I recently moved from Rochester after having lived in the city since 1990. I lived in Houston for several years before that, so I thought I'd respond to Mary Anna Towler's essay on why Rochester isn't Austin. Here's a short list of reasons:
To use a Southern expression, much of Texas is butt ugly. Austin, by contrast, is in the hill country, one of the most beautiful parts of the state. People don't like butt ugly.
Many a Texan lives in Austin as a student, which endears him or her to the region. Rochester has neither an in-state student population nor is it in the most beautiful part of New York, which is, on average, much more beautiful than Texas.
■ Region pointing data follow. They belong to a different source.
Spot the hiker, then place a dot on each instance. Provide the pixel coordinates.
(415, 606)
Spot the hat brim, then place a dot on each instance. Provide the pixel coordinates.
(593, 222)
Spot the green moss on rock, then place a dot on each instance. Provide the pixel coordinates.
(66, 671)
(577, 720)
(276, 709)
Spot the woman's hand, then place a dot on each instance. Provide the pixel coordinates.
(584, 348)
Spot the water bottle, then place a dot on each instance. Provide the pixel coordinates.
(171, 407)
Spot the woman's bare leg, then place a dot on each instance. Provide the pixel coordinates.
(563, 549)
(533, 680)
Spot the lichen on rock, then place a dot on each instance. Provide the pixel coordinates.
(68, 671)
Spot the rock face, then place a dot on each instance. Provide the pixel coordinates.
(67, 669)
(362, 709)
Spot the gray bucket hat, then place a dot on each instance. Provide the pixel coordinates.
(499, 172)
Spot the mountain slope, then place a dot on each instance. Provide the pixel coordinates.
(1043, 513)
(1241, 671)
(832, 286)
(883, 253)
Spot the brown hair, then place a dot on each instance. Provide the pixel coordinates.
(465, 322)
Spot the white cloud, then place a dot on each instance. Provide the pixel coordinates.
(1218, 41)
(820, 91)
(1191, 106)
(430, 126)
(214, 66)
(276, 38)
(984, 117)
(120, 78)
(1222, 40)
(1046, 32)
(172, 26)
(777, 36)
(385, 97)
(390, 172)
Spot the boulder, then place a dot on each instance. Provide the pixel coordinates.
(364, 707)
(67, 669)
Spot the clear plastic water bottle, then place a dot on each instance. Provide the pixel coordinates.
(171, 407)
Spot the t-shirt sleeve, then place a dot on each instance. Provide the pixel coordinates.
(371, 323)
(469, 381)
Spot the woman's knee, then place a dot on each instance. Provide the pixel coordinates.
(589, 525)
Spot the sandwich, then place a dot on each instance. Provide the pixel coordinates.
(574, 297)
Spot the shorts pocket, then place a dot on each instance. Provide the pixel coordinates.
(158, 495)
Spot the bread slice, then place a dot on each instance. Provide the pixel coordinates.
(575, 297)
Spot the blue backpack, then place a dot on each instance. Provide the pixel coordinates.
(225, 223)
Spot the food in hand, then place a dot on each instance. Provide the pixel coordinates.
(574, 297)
Texas is a RED state, and I mean REALLY RED. Austin is one of the few less-than-red-to-slightly-blue regions, which many find a liberal haven. Rochester does not have the same drawing power.
Austin is a regional-national center of country music. Rochester has no comparable popular music industry.
Austin is not in the rust belt. Even though Rochester might be "better off" than other Upstate cities, outsiders lump it in the same category as Buffalo, Syracuse, and Albany.
Austin concerns itself with the future. Rochester focuses way too much on its (nonetheless illustrious) past.
Austin DOES have better weather and lower taxes. Sorry, but that does make a difference, especially when the city school system is seen as an intractable failure and waste of money.
I left Rochester to be closer to family in Atlanta and because the home-grown, once-upon-a-time-up-and-coming company I worked for had spent the last decade dismantling itself to India while merging and purging the remaining staff with a recently purchased division elsewhere in the US.
Rochester needs a unique, geographically dependent, artistically oriented industry to provide a jumpstart. Why not sell the area as a diverse photogenic portfolio to the film industry? Except for desert scenes, almost every kind of vista is nearby. Midtown Mall could be turned into a huge sound stage. Eastman House has a huge film archive that could be leveraged somehow. RIT could get in on the computer-generated stuff.
Somebody call Phillip Seymour Hoffman!